So last week I talked about social networking, but for the most part focused more on facebook itself. This week I thought I would talk a little bit about twitter. For those of you who don’t know about twitter, it is a social networking site that allows individuals to microblog. In 140 characters tell your followers what you need/want to tell them.
Tweets can range from what someone had for lunch to linking you to a funny youtube video to even helping revolutionaries organize protests (as we saw with Iran). Twitter, at first glance, can be rather narcissistic and self-absorbed, but this blog is all about challenging the preconceived notions of these technologies.
So how within the counseling field can we use/be affected by Twitter? First, let’s take a look at just one of the comments made on last week’s blog by another ACA blogger Stephanie Adams. She has started a website for the beginning counselor and tweets from @BeginCounselor What a valuable resource for the beginning counselor (and from perusing her site, I’d say for most counselor educators and supervisors as well to help keep us in perspective). She uses her tweets to send words of encouragement and useful links to articles and other counselors that can help provide a support network for those just starting out in this field. Another example of using twitter to disseminate information is @TherapyOnline which is associated with http://www.theonlinetherapyinstitute.com and is a great resource for those trying to pass on great information to others within the field. In other words, as a resource for passing along information to like-minded individuals, twitter is invaluable at times.
Therapeutically, can we use twitter? Twitter allows a lot of anonymity and I can see a number of therapeutic uses for it. Blame it on my tendency to lean to the experiential side of the spectrum, but how great would it be to be able to voice all those unspoken things we bottle up time and time again because 1) they are not appropriate to say at the time, 2) we are afraid to speak our minds and/or 3) we are ashamed of our inner thoughts. Twitter can allow an individual to just get it out there and quite possibly receive feedback from others who feel the same way. I am on twitter as well, both professionally and personally. I will admit that personally, my tweets can be incredibly self-indulgent. That being said, being able to vent about a personal situation and not have to bother my friends and loved ones about something relatively trivial in the grand scheme of things is incredibly helpful for me to process. I am an extrovert and so I need people and I tend to over analyze situations and so twitter allows me to voice a thought and get feedback relatively quickly. Professionally, my twitter account is really about following others within the mental health field and getting ideas for clients and interventions.
Another way to use twitter is maybe tweets between group members. Here’s where that would get a little tricky. Because twitter has relatively low levels of privacy settings, you can either lock your tweets to where you have to approve all of your followers, or you can leave them open to have everyone and anyone run across your tweets. So for a therapeutic group, the confidentiality becomes an issue. If you go to someone’s twitter feed, you can see who they are following as well. So if I had a group of 10 people and they all had their accounts locked, but allowed non group members to follow them, those non-group members would have access to the tweets addressed to the group members. SO, why would I even suggest it as an idea? Let’s say that you decided to set up a group twitter account. IF everyone in the group made a twitter profile for just that one group and only tweeted members within the locked group, then they could converse off and on throughout the week and encourage each other outside of the group. Think about a depression management group who could get words of encouragement and use each other as motivators throughout the week with a quick 140 comment. Or teenagers who are working on low self-esteem being able to tweet throughout a rough week and get feedback from peers encouraging them to make it to the next group.

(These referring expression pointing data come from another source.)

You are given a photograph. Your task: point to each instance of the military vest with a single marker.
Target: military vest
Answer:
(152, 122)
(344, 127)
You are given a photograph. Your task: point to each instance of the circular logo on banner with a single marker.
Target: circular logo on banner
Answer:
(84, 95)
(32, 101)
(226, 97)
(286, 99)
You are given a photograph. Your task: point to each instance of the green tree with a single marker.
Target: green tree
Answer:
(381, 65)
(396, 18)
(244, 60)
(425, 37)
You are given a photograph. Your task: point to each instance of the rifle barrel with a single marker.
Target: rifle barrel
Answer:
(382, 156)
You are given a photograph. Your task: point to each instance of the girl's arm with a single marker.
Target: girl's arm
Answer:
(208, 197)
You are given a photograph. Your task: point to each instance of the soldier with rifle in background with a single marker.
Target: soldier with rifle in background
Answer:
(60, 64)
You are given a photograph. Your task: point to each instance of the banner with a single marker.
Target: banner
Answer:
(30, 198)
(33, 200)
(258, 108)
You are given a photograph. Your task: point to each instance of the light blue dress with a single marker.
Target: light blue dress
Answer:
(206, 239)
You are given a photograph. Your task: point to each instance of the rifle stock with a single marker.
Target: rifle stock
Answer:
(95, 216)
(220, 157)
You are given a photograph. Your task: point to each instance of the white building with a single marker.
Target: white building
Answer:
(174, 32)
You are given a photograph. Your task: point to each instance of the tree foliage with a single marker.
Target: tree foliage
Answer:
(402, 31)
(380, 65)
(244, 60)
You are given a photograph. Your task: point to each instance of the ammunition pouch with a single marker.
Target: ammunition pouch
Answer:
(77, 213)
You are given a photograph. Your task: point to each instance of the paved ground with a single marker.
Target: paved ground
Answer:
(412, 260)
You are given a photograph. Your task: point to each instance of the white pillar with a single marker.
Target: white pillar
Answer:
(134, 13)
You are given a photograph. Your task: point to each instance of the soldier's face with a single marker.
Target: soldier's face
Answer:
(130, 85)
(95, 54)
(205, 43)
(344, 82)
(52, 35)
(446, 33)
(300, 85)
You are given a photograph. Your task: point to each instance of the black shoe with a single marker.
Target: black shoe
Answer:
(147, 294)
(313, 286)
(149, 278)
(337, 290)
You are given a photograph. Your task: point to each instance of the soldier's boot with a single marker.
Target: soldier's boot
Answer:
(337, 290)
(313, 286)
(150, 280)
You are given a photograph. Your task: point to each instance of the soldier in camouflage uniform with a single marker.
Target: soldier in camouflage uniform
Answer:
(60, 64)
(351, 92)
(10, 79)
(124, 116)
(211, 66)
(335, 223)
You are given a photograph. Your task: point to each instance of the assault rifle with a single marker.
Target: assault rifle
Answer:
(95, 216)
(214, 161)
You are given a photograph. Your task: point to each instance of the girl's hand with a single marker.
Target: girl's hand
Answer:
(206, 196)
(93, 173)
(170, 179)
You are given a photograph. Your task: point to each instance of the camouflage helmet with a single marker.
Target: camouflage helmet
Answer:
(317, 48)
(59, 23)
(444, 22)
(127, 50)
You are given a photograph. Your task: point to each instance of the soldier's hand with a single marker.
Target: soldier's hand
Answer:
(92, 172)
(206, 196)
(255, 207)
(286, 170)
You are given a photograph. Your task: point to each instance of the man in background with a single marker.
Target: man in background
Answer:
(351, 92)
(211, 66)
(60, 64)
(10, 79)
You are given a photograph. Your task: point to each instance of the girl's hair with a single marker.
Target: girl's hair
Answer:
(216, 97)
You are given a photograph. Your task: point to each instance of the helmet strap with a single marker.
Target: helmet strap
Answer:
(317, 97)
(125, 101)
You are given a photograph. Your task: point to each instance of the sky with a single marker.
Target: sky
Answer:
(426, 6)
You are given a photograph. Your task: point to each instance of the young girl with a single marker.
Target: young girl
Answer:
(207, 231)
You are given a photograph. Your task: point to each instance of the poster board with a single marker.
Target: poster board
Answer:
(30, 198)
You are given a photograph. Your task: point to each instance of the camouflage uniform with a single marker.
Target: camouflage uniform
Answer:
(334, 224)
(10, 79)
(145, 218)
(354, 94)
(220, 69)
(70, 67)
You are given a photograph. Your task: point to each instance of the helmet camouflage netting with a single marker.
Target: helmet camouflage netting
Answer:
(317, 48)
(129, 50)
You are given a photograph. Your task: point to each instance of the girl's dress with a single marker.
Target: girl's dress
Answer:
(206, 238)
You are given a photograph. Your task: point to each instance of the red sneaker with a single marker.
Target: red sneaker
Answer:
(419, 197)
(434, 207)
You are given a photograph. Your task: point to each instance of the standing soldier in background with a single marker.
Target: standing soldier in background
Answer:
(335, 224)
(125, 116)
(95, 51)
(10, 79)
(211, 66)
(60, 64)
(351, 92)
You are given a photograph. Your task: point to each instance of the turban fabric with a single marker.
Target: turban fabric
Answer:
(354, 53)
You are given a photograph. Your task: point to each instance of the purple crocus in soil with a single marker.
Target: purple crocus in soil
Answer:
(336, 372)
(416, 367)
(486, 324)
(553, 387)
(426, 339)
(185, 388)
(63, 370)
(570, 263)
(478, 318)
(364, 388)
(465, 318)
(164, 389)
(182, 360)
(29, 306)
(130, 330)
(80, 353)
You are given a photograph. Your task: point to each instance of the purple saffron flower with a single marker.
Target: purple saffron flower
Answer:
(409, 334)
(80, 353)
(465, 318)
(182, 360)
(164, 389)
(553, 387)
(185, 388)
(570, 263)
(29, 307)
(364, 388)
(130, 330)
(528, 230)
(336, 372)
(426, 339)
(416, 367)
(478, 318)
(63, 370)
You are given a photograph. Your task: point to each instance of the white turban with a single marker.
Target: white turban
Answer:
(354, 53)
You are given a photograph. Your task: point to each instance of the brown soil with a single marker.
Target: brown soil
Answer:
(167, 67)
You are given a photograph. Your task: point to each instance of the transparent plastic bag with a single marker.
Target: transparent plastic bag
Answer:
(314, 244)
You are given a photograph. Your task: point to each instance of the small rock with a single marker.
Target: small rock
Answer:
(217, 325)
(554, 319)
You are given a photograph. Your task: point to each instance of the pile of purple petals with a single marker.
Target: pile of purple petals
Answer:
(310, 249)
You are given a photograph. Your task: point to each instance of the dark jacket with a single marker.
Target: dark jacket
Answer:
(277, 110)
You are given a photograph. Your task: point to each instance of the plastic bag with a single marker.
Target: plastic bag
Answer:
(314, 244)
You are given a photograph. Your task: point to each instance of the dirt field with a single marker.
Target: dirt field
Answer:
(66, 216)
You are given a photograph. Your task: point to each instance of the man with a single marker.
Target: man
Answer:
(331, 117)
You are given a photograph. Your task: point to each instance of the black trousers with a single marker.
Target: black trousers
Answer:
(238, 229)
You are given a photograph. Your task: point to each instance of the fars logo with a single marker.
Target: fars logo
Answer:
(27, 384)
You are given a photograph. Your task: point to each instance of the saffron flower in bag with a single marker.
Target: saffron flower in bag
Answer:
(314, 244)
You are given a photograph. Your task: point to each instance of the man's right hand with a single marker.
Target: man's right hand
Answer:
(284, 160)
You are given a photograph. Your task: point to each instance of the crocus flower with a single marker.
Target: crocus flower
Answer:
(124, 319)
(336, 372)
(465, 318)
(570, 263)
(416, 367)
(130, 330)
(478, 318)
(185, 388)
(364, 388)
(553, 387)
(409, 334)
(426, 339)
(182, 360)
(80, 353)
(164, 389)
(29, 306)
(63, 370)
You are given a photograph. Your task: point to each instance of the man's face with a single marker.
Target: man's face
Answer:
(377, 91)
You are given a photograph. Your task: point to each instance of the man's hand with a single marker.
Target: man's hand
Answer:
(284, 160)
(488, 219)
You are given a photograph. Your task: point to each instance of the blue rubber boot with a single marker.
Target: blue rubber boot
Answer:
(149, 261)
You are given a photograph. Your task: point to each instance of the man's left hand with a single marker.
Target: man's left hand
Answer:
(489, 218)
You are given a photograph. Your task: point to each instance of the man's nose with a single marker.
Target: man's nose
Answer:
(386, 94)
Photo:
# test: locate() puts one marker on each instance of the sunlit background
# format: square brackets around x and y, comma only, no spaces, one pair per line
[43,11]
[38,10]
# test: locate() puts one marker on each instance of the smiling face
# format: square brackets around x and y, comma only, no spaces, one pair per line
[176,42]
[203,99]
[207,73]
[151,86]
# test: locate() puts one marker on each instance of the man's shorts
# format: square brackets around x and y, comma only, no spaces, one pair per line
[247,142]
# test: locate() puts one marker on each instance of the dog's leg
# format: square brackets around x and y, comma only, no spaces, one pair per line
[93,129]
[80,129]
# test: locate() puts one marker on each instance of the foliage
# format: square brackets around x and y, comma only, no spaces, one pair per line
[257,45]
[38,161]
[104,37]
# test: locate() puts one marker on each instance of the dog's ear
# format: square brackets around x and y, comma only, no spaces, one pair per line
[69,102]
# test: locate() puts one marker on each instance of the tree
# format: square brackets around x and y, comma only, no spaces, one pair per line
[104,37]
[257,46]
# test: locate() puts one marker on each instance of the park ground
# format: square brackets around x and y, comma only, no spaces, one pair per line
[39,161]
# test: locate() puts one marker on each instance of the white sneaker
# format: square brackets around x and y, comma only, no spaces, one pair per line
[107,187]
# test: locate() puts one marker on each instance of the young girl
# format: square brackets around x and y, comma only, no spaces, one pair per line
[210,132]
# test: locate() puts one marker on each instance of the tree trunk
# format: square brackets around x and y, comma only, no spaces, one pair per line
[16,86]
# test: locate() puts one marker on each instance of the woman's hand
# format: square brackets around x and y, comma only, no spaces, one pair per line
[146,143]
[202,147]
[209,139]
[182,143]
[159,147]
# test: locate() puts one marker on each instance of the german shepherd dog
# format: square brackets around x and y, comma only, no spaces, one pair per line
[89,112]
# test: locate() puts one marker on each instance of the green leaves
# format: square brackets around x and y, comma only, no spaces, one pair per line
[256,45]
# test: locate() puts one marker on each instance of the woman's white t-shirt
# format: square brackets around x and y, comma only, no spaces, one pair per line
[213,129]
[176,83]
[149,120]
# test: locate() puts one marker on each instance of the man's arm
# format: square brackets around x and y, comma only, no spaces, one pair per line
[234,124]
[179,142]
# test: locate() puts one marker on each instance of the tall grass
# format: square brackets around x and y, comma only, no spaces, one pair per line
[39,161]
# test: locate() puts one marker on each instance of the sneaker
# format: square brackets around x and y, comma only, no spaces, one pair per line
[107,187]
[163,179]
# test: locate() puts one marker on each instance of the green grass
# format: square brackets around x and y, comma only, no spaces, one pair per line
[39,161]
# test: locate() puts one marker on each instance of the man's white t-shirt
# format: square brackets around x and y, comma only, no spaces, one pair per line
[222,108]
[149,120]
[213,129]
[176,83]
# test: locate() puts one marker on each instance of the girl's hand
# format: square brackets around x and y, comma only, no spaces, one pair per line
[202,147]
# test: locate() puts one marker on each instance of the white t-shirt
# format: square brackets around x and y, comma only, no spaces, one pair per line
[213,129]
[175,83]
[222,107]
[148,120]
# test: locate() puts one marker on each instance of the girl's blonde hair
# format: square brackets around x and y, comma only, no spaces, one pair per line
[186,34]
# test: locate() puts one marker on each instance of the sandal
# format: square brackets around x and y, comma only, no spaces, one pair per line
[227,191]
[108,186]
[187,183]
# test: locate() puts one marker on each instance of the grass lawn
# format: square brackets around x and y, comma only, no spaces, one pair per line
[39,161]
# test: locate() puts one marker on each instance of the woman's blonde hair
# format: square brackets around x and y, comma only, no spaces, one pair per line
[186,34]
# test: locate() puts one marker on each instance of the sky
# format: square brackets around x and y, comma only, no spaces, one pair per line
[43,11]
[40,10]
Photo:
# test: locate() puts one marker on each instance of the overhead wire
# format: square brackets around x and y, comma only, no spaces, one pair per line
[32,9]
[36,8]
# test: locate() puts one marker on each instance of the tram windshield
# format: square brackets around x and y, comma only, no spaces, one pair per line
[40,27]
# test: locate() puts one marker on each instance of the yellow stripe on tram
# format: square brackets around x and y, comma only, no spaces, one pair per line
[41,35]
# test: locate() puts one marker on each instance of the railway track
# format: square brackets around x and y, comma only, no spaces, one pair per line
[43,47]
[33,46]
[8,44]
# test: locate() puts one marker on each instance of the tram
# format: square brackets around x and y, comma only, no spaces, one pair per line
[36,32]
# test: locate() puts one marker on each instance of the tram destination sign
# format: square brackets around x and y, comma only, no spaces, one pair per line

I am not saying it isn’t risky and new and problematic. BUT if you take the time to educate and monitor, twitter has potential to help individuals stop living in the shadows and stop keeping thoughts to themselves. It has the potential to help individuals learn to be more assertive and to stand up for what they believe in. It has potential….can you see it?
Michelle E. Wade is a counselor and doctoral student focusing on in-home therapy and technology in counseling.